Caruso est mort.
Le gouvernement décrète un deuil national. Les drapeaux sont en berne, le roi ouvre la chapelle réservée à la famille royale pour les funérailles et le corps embaumé est exposé dans un sarcophage de verre.
Puccini accuse le coup. Malgré leur quinze ans d’écart et leurs disputes, l’amitié ne s’est jamais démentie. Il appréciait le gamin contraint de travailler dès l’âge de dix ans dans un atelier de mécanique avant que les tarentelles chantées à la terrasse des cafés ne le propulsent sur le devant de la scène. Peu lui importait qu’il ne sache pas déchiffrer une partition. Caruso avait une oreille et une voix en or, il était drôle, simple, les amis de la taverne l’auraient adopté. Avec lui, la conversation était facile et, à défaut d’être originaux, les sujets étaient fondamentaux. Sujet numéro un: la femme ; sujet numéro deux : la santé ; sujet numéro trois : l’argent.

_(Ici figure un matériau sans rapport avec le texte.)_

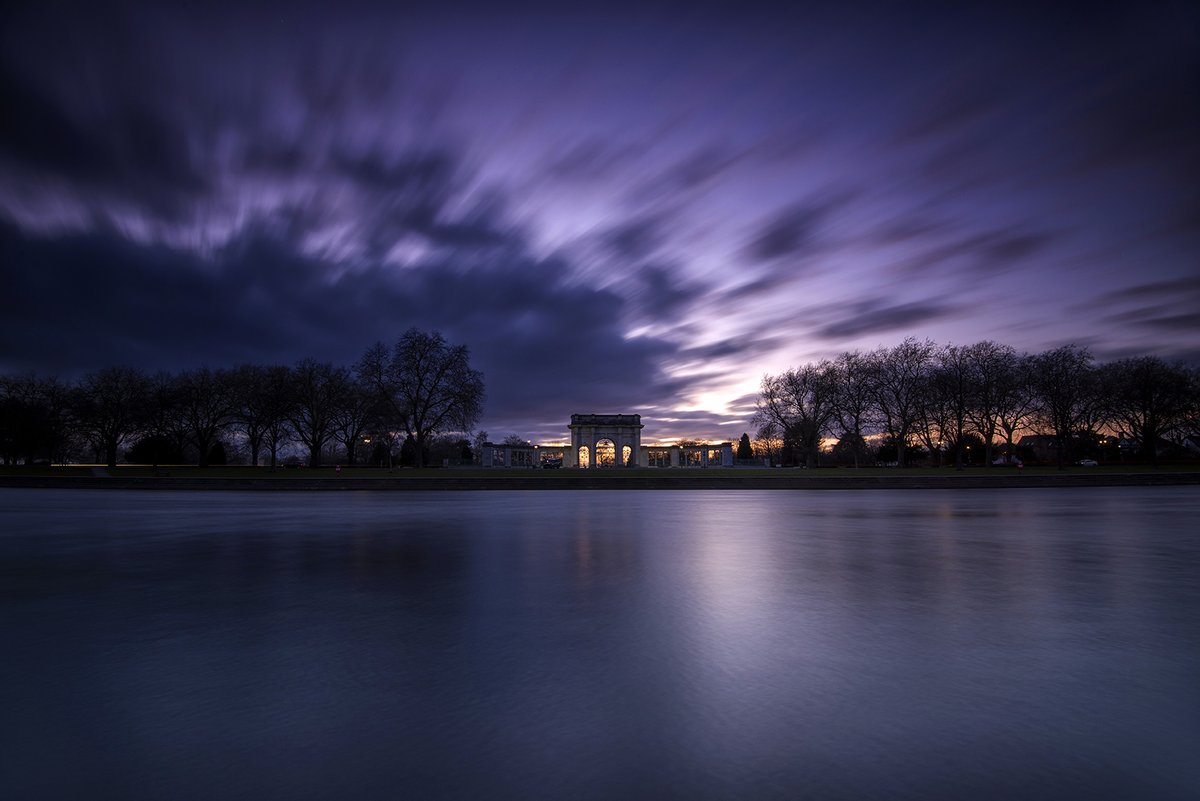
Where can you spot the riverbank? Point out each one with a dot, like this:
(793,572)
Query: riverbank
(472,480)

La femme : ils pouvaient établir un parallèle. Puccini connaissait Ada, il les avait recrutés tous les deux pour La Bohème à l’opéra de Livourne, la soprano avait quitté son mari pour le ténor, le mari était entrepreneur, l’aventure lui rappelait sa jeunesse et le représentant en vins et spiritueux largué par Elvira. Par la suite, Caruso veut qu’Ada arrête sa carrière ; elle ne veut pas ; elle refuse de l’accompagner aux États-Unis, quand c’est Puccini qui refuse à Elvira qu’elle accompagne après le suicide de la domestique. Mais il demeure avec Elvira coûte que coûte alors que la femme de Caruso s’en va avec le chauffeur. L’un et l’autre ont des amours passagères, ils en parlent à mots couverts pour ne pas offenser le sort. Caruso rencontre pendant la guerre une jeune Américaine qu’il épouse. Puccini reste pensif et il rigole quand l’autre le traite d’homme à femmes puisque tous les héros de ses œuvres sont des héroïnes.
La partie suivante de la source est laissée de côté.